Sidenote: The reporter writes for a well regarded online art news source that describes itself as “a forum for playful, serious, and radical perspectives on art and culture in the world today.” She ridicules these stuffy, unhip students and alums who are clearly clueless when it comes to art. Because I agree with them about the installation’s placement–though I like Henry Moore’s work–I felt mocked by her perspective, like a Bernie Sanders supporter at a Donald Trump rally.

What started out in Steinhauer’s article as the protest of three seniors and one alumnus who “expressed their horror” in an op-ed in the university’s daily student paper became, in an update, 1,000+ who signed a petition to prevent the installation of “Reclining Figure 1969-70” [Photo below, right] in front of Butler Library.

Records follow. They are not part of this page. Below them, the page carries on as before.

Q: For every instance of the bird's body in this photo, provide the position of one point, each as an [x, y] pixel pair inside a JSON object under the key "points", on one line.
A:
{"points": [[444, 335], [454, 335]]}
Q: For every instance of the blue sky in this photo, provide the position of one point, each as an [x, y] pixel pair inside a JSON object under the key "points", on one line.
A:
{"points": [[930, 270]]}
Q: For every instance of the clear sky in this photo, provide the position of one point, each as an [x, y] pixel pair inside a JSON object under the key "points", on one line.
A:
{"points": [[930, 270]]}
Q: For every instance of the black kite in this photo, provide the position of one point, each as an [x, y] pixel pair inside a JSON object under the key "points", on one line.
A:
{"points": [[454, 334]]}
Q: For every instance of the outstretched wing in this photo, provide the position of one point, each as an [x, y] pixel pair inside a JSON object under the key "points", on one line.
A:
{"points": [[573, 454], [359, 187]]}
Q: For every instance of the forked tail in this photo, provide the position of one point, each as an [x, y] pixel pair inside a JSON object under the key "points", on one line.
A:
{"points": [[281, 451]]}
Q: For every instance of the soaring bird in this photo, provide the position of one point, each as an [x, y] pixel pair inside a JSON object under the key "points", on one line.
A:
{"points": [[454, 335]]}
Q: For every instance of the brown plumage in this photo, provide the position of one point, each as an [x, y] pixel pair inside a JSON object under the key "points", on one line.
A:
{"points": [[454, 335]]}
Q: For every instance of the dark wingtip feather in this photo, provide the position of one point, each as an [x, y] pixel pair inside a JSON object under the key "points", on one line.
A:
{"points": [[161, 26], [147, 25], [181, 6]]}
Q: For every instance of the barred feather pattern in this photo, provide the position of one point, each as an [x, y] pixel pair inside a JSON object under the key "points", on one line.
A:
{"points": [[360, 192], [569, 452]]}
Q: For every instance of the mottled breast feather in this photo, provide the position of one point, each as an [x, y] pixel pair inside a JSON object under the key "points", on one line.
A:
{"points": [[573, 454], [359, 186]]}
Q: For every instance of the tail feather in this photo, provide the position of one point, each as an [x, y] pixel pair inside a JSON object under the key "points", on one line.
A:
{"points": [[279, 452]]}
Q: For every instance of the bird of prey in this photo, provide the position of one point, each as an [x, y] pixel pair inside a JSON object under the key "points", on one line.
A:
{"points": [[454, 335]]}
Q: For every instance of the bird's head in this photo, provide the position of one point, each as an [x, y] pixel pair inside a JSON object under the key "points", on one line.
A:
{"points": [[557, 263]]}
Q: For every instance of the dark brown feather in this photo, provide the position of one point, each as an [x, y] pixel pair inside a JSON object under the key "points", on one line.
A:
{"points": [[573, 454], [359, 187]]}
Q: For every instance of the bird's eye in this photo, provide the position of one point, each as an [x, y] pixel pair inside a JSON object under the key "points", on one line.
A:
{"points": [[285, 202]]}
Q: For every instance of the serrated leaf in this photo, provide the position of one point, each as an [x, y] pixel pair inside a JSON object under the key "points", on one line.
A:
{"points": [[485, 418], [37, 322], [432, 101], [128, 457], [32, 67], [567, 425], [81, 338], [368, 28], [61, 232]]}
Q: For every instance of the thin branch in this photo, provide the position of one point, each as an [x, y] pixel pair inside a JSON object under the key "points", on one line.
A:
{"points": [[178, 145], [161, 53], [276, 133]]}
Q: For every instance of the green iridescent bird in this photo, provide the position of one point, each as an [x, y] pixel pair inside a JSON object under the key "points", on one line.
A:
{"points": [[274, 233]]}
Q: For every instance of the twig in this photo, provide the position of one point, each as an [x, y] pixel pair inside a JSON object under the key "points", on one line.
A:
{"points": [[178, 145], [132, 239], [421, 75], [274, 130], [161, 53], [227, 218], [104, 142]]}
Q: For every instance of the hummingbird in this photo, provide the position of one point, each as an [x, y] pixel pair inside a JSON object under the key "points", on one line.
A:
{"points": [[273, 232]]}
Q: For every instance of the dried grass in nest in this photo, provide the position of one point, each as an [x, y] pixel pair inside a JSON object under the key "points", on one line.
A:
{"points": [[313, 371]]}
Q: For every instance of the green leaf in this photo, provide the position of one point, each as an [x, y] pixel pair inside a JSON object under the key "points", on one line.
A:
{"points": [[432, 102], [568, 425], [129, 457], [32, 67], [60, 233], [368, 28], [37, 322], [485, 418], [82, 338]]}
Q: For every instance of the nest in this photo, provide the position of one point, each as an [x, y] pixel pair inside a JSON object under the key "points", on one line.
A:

The initial four, one currently a law student at Yale, described the work as a “ghoulish figure,” a “monstrosity,” an “ugly hunk of metal,” “a desecration of our home,” and an “arrogant middle finger to the world.”

Steinhauer continued: “They liken it to ‘a dying mantis or a poorly formed pterodactyl.’

Henry Moore's "Reclining Figure 1969-70"

They slander it as ‘an idealization of a chewed wad of gum.’”

She inserted: “Who said art didn’t still have the power to shock — the art of a British modernist working in a family-friendly zone between figuration and abstraction, no less?”

She continued with the students’ complaints, punctuated by her own observation: “Whatever its artistic merits, placing the sculpture in front of Butler Library will put an eyesore on an otherwise crisp, geometric, and symmetrical landscape. Moore’s ghoulish figure clashes with the neoclassical aesthetic instantly recognizable to generations of Columbians.”

She again editorialized, before sharing another comment from the article in the student paper: “And my favorite: All of this is not to say that modern sculpture has no place at the University. It just doesn’t belong in the center of campus.” And she concluded: “Please, no one tell these folks about postmodernism. They might do something drastic.”

She didn’t note another point made in the op-ed: “Adding insult to injury, the narrow stretch of lawn that Reclining Figure will inhabit is the only part of South Lawn permanently open to the public. The sculpture’s girth will intrude on the precious few square yards of grass where students congregate together, be it over soccer or cigarettes.”

I was surprised that nobody commented on the potentially horrific cost of this sculpture–to protect, maintain and insure it–at an institution that already charges students in the high five figures for a year of study. Maybe it was a gift so Columbia didn’t have to pay for it?

Is the goal of art to shock? Do you appreciate the juxtaposition of contemporary sculpture installed outdoors with traditional backgrounds?  Can you shed light on why I comfortably mix contemporary art with antiques inside but have trouble when it comes to this jumble outside?